Vom Fußballcamp mit der Schulklasse zurückgekehrt, die motivierenden Worte des Trainers noch im Ohr, hatte er seinen Fußball vom Schuhschrank geangelt und sich, da es draußen regnete, mit dem Ball zum Zimmer der Mutter jongliert.

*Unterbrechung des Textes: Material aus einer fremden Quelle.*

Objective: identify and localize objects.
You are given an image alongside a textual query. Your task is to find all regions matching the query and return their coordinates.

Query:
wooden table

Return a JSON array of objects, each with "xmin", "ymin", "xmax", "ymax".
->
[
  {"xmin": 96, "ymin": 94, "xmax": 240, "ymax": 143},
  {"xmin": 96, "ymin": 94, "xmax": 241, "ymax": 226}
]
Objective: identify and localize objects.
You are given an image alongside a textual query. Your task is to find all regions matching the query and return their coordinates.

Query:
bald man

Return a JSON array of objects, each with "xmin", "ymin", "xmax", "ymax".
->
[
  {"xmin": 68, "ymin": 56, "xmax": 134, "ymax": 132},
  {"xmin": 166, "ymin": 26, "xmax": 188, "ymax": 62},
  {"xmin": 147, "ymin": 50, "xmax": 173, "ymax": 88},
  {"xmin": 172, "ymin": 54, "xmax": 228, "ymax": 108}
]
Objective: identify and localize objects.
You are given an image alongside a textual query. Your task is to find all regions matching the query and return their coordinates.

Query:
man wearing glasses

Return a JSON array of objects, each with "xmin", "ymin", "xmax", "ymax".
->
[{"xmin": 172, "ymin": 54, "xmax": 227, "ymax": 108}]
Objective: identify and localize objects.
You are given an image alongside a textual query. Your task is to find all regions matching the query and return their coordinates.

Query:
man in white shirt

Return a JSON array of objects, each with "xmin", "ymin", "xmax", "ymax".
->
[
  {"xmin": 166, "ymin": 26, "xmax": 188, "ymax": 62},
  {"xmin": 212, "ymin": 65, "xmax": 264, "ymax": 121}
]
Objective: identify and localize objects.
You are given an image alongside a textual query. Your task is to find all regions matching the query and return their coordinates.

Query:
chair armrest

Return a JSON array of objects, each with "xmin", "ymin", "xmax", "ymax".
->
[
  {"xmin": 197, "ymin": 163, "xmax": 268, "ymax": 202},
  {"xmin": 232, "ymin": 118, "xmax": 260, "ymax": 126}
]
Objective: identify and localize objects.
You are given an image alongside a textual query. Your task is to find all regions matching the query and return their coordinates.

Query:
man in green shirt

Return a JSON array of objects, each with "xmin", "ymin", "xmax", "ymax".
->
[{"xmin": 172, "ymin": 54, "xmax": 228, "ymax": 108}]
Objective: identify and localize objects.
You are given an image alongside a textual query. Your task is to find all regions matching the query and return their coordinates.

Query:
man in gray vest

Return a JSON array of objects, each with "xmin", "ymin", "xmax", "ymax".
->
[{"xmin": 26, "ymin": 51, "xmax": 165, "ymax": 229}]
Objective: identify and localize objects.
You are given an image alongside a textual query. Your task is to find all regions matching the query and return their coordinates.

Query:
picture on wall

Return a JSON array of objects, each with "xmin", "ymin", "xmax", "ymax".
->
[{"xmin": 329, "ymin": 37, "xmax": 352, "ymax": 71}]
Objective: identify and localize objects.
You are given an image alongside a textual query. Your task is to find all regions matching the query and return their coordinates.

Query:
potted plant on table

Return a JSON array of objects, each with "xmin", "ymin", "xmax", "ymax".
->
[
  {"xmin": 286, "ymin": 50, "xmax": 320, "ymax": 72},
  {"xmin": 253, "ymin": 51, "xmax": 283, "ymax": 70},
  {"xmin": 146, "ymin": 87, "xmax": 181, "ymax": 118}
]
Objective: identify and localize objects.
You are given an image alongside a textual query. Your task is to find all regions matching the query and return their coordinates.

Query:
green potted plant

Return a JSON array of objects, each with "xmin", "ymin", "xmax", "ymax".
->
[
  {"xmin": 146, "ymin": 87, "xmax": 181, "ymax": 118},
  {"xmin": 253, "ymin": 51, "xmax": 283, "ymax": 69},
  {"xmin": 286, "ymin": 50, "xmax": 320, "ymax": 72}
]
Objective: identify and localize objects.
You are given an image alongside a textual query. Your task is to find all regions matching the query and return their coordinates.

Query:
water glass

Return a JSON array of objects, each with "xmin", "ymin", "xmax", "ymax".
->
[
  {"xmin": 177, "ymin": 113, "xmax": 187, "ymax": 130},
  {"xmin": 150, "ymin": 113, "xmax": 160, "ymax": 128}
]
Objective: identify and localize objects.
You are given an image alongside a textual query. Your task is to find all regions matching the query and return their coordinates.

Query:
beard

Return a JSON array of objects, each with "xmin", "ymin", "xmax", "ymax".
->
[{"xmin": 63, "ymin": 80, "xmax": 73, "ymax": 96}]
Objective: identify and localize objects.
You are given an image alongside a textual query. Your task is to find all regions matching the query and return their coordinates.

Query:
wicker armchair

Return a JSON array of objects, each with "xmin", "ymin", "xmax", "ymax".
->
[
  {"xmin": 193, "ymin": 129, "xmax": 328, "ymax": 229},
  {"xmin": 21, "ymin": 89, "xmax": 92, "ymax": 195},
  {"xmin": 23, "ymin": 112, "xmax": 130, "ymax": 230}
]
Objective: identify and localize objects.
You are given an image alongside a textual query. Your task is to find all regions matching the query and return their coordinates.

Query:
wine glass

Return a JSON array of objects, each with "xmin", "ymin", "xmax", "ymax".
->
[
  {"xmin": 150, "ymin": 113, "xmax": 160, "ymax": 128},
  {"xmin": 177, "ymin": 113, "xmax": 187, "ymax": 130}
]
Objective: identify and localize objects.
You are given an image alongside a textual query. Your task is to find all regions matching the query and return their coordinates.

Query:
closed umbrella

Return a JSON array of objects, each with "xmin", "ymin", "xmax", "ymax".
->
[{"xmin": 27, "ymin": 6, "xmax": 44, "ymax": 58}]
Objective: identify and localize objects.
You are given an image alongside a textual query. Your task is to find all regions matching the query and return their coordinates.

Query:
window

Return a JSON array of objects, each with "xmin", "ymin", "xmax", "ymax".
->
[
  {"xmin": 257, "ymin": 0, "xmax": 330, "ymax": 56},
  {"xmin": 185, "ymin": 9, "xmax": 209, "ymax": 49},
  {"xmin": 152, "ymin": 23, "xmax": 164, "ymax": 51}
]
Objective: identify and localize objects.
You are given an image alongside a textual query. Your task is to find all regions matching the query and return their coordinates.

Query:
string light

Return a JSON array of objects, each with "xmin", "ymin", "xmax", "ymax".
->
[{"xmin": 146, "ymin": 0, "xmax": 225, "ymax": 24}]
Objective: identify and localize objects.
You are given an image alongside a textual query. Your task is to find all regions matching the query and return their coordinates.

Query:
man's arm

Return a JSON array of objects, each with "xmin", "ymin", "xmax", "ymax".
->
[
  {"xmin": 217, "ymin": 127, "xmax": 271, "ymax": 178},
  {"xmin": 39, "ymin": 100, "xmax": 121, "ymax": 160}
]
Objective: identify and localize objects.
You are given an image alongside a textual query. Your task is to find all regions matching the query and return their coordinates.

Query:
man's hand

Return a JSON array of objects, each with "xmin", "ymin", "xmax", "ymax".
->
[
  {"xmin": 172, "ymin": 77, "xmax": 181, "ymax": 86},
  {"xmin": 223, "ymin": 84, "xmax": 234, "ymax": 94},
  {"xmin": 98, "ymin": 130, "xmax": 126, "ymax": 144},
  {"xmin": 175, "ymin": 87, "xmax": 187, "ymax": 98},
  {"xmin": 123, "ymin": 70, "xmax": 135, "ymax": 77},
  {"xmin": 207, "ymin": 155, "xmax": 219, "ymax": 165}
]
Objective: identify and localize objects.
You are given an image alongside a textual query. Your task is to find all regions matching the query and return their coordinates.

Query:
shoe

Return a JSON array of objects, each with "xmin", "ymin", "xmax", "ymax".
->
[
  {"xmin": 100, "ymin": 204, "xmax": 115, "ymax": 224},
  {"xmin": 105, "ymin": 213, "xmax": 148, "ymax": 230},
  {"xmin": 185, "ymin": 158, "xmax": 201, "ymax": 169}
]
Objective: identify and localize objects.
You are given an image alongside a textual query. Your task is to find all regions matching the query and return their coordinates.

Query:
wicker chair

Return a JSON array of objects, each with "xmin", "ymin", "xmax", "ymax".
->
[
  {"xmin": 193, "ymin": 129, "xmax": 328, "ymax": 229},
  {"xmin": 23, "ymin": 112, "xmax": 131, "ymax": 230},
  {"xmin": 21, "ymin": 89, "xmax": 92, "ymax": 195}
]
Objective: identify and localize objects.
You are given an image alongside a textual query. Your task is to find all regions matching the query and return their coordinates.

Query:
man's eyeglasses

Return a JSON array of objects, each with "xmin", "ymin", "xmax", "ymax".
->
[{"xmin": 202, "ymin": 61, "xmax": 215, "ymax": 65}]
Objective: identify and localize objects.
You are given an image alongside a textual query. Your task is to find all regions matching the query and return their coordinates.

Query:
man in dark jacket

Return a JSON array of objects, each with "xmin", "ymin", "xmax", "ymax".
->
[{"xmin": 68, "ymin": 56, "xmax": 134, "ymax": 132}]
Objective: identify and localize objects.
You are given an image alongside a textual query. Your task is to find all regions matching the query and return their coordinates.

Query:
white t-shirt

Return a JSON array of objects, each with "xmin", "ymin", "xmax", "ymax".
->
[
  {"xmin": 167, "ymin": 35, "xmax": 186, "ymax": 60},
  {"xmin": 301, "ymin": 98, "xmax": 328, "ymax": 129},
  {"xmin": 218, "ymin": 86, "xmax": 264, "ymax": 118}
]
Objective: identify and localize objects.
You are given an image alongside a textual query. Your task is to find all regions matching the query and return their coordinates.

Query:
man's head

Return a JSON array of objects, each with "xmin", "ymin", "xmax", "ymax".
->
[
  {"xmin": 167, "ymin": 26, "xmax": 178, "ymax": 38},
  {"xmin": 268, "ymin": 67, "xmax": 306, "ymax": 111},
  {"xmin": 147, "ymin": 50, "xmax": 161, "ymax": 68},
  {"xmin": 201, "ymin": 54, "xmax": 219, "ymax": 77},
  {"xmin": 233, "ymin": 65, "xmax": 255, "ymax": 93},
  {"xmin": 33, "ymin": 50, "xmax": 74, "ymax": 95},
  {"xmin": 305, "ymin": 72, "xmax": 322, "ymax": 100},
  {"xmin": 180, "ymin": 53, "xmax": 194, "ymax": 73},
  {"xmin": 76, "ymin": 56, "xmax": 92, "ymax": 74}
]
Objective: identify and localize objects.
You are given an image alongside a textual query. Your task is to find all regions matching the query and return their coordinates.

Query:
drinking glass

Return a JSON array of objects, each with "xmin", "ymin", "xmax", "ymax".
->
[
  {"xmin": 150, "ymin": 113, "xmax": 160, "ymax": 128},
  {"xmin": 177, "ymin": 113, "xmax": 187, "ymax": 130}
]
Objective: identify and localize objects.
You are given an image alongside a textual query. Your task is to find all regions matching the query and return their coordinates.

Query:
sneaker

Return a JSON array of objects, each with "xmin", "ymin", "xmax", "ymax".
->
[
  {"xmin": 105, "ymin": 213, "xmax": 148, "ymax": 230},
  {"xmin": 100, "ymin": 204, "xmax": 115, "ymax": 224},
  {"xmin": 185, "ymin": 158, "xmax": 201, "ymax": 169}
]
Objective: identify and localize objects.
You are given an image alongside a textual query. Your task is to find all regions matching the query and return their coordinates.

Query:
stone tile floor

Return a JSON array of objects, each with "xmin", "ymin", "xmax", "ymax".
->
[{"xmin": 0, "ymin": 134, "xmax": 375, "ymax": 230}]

Das Zimmer war der größte Raum in der kleinen Wohnung. Mutters Schreibtisch samt Stuhl und Papierkorb hatte er zur Seite geräumt, so dass sich für ihn zwischen Fensterfront und Kleiderschrank ein idealer Platz zum Kicken bot. Da er unter ihm und über sich die Schlafzimmer der Nachbarwohnungen wusste, konnte er sicher sein, dass sich zu dieser Nachmittagsstunde keiner über den Lärmpegel beschweren würde. Die Worte des Trainers: Ball mit dem Fuß nach oben kicken, nicht auf den Boden fallen lassen, immer unter Kontrolle halten, übte er erst mit dem rechten Fuß, dann mit dem linken. Doch links war er ungeschickt. Ärgerlich stieß er den Ball mit voller Wucht in Richtung Kleiderschrank. Das war jetzt weit über das Tor hinausgeschossen, würde der Trainer sagen. Einem kleinen Erdbeben gleich, landete der Fußball auf dem Schrank, ein Schuhkarton sauste krachend von oben herunter, dicht an seinem Kopf vorbei.